Expert Panel Clears Covaxin After Promising Phase 3 Trial Data. Now, Beneficiaries May Not Have to Sign Consent Form Bharat Biot...

Expert Panel Clears Covaxin After Promising Phase 3 Trial Data. Now, Beneficiaries May Not Have to Sign Consent Form

Bharat Biotech’s Covid-19 vaccine Covaxin can be granted Emergency Use Approval, Drug regulator’s Subject Expert Committee (SEC) recommended on Wednesday.

Covaxin can be taken off clinical trial mode, a subject expert committee that has been monitoring the development has recommended DCGI, which will take a final call on the matter. If Covaxin is not administered under the clinical trial mode, people will not be asked to sign the consent form to take the vaccine.

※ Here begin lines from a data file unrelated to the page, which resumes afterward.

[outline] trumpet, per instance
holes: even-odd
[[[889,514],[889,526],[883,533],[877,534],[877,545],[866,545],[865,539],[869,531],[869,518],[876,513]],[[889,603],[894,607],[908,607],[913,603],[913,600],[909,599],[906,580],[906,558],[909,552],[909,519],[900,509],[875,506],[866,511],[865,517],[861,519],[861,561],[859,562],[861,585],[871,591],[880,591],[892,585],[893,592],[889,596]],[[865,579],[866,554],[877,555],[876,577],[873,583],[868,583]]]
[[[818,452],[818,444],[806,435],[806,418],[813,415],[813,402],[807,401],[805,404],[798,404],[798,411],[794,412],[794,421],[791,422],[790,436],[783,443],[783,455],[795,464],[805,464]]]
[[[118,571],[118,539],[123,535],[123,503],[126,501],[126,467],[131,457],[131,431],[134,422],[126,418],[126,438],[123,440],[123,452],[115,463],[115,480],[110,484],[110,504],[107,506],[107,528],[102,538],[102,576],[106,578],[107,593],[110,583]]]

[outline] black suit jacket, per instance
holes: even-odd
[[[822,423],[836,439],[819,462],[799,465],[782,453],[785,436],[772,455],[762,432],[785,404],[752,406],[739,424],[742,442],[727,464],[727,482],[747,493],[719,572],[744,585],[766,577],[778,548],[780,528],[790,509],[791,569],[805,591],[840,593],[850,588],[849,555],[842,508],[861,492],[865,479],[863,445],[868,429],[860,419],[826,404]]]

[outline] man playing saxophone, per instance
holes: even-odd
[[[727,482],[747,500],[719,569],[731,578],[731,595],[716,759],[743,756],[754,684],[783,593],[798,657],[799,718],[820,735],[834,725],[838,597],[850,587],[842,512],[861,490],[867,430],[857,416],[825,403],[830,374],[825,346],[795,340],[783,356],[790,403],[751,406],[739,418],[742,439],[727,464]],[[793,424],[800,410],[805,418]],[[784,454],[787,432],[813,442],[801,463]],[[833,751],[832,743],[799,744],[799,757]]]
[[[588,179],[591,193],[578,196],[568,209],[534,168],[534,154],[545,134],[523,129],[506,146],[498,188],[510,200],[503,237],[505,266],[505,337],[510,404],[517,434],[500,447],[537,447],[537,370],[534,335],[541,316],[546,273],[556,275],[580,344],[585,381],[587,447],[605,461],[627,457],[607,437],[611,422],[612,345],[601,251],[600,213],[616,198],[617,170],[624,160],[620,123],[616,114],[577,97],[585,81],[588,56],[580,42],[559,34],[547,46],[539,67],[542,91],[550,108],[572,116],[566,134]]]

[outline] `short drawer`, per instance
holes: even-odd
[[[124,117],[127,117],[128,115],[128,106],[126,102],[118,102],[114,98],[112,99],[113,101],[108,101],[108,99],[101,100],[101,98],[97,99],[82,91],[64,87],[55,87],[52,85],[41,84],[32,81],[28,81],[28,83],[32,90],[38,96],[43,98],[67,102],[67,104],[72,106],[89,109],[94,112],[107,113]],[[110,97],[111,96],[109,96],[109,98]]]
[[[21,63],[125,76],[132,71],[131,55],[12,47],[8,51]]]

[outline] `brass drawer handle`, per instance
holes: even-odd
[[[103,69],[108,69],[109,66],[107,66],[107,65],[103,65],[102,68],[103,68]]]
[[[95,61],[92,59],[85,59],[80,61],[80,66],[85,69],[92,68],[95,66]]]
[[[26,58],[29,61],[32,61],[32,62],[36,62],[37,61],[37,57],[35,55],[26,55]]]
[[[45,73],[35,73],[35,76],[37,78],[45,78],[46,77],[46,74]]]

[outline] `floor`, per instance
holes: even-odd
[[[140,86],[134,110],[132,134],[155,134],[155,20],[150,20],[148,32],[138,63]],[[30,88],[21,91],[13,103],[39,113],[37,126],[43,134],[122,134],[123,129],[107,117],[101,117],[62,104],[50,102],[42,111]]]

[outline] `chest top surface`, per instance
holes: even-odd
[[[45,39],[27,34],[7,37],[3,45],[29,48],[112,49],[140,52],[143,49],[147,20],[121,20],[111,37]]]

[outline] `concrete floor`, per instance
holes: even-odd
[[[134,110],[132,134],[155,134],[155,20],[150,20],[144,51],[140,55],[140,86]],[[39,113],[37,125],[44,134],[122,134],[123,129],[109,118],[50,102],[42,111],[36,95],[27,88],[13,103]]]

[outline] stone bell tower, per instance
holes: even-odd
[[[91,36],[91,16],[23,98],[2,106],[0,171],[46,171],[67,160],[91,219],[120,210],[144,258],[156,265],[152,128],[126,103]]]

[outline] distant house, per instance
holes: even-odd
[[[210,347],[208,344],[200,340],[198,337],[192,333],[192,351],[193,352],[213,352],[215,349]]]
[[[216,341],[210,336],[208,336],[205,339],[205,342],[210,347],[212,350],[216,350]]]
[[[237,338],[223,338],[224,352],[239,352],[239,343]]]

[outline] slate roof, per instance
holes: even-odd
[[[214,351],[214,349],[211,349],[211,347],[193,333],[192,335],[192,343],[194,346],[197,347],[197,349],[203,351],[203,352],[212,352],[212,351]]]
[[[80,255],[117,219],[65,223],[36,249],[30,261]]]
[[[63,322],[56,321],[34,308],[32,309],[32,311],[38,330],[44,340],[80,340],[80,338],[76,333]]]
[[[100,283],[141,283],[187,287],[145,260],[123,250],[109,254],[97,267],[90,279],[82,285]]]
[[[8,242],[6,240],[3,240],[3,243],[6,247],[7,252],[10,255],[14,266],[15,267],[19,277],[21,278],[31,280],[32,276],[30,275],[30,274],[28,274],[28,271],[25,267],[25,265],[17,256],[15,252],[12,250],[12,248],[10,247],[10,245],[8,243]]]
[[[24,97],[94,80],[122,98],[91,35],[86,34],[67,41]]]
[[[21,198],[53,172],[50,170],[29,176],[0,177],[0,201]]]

The removal of the clinical trial mode would mean a great deal for Covaxin, which has so far struggled with acceptance beneficiaries and states like Chhattisgarh, Kerala and Punjab.

The recommendation of the SEC was based on the India-made vaccine’s phase 3 trial data.

Earlier, Covaxin had shown 81 per cent efficacy in preventing symptomatic COVID-19 in an interim analysis of the advanced clinical trial, the company had said. Covaxin, which was shunned by some health workers due to lack of final trial data, showed efficacy better than the company’s previous guidance of around 60 per cent.